Am Anfang meiner interdisziplinären wissenschaftlichen Arbeit im Überschneidungsbereich von Physikund Medizin standen durchaus ernsthaft vorgebrachte Befürchtungen mehrerer Institutskolleg_innen, menschliche Körperteile könnten das Institut verseuchen. Doch das wissenschaftliche Projekt entwickelte sich vielversprechend und schließlich reichte mein Institutsvorstand, Prof. Hannspeter Winter, die Arbeit für den Dr. Ernst Fehrer-Preis ein. Am Ende des Auswahlprozesses waren wir nur mehr zwei Kandidat_innen und für die der endgültigen Entscheidung zugrundeliegende Präsentation durch den jeweiligen Institutsvorstand musste ein Poster erstellt werden. Prof. Winter war von meinem Poster angetan, und ich freute mich, dass ich ihn beeindruckt hatte. Und noch größer war meine Freude, als er mit mitteilte, wir hätten es geschafft! Der Dr. Ernst Fehrer-Preis ging also an mich, und ich ging auf Jobsuche.

Auch frühere Preisträger_innen waren anwesend und stellten sich als „Fehrer-Preis-Familie“ vor.
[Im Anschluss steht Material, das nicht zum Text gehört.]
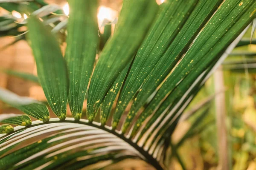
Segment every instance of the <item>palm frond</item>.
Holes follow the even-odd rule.
[[[64,57],[45,21],[28,19],[39,82],[58,118],[48,122],[45,105],[0,89],[1,100],[40,120],[3,119],[27,127],[0,127],[9,133],[0,136],[1,168],[99,169],[129,158],[165,168],[184,110],[247,30],[256,1],[167,0],[158,7],[154,0],[125,0],[100,53],[96,1],[70,3]],[[66,117],[68,97],[74,118]]]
Im Anschluss an die akademische Feier war eine Tafel im Restaurant des Hotels Bristol für ungefähr 30 Personen vorbereitet worden. Die folgenden zwei Stunden an der Seite Dr. Ernst Fehrers haben einen tiefen Eindruck bei mir hinterlassen. Seine charismatische Persönlichkeit, sein Wissen und sein imposantes Lebenswerk beeindruckten mich immens, und ich empfinde bis heute die größte Hochachtung vor seiner Innovationsfähigkeit, Kreativität und positiven menschlichen Ausstrahlung. Er hatte auch die Größe, nicht nur positive Entwicklungen anzusprechen, und so imponierte mir besonders sein starker Wille, sich beim Aufbau seiner Firma und Umsetzung seiner Ideen trotz der anfänglich fehlenden Unterstützung von außen nicht von seinem Weg abbringen zu lassen.
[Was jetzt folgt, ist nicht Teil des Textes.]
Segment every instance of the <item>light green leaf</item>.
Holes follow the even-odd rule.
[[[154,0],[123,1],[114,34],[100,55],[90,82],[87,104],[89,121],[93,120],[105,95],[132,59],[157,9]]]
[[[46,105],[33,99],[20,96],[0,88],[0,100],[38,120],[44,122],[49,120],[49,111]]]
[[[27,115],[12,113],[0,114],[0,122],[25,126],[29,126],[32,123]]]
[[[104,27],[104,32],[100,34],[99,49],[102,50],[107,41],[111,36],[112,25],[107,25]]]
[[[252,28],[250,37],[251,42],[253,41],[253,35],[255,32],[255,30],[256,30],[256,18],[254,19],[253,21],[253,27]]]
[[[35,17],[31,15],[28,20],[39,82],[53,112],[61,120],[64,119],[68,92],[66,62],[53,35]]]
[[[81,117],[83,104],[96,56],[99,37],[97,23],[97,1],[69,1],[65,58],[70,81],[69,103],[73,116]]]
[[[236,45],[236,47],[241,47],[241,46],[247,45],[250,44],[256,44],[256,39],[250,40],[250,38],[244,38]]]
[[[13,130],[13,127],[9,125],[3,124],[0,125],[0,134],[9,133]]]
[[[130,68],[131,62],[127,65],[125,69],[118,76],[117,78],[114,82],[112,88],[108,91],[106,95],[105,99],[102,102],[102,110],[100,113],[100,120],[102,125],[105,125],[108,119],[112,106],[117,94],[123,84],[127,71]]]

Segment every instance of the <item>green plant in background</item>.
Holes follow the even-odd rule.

Ich konnte damals noch nicht wissen, auf wie viele der von Dr. Ernst Fehrer angesprochenen Aspekte ich später bei meinem beruflichen Werdegang noch zurückgreifen würde. Seine an mich vermittelte Wertehaltung waren jedenfalls exzellentes Rüstzeug und tragfähige psychologische Stütze, um alle Widrigkeiten und Schwierigkeiten zu meistern und so erfüllt mich bis heute große Dankbarkeit, dass ich Dr. Ernst Fehrer ein wenig kennen lernen durfte.
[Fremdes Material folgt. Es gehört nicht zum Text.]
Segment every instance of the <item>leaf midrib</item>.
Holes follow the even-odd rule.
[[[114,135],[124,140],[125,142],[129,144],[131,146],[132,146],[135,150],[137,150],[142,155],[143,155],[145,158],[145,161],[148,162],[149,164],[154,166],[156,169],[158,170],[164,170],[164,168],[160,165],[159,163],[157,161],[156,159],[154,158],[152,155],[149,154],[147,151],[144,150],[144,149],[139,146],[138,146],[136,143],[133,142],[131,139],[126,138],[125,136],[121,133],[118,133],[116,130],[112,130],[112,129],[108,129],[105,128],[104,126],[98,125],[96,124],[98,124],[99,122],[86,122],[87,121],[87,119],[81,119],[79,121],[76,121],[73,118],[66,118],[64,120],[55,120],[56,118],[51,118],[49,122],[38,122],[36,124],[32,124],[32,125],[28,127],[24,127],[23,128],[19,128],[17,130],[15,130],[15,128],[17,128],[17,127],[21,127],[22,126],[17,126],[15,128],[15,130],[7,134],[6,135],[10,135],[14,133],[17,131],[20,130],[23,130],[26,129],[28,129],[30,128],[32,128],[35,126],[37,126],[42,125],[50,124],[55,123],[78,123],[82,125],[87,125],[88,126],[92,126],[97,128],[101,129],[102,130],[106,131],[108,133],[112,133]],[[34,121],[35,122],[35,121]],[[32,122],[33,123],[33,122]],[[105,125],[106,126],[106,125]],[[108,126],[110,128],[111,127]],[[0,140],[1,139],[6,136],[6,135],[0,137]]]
Ich bin stolz darauf, Mitglied der Fehrer-Preis-Familie zu sein. Rückblickend kann ich diese zwei Stunden als einer der inspirierendsten meines Lebens bezeichnen, sowie die damals als Hauptgang servierte „Ente mit Rotkraut“ getrost als legendär. Die Großzügigkeit der Auslobungeines Forschungspreises durch Dr. Ernst Fehrer und der Weiterführung durch seine Familie soll an dieser Stelle selbstverständlich nicht unerwähnt bleiben, und so gilt mein Dank auch seinem engsten Familienkreis.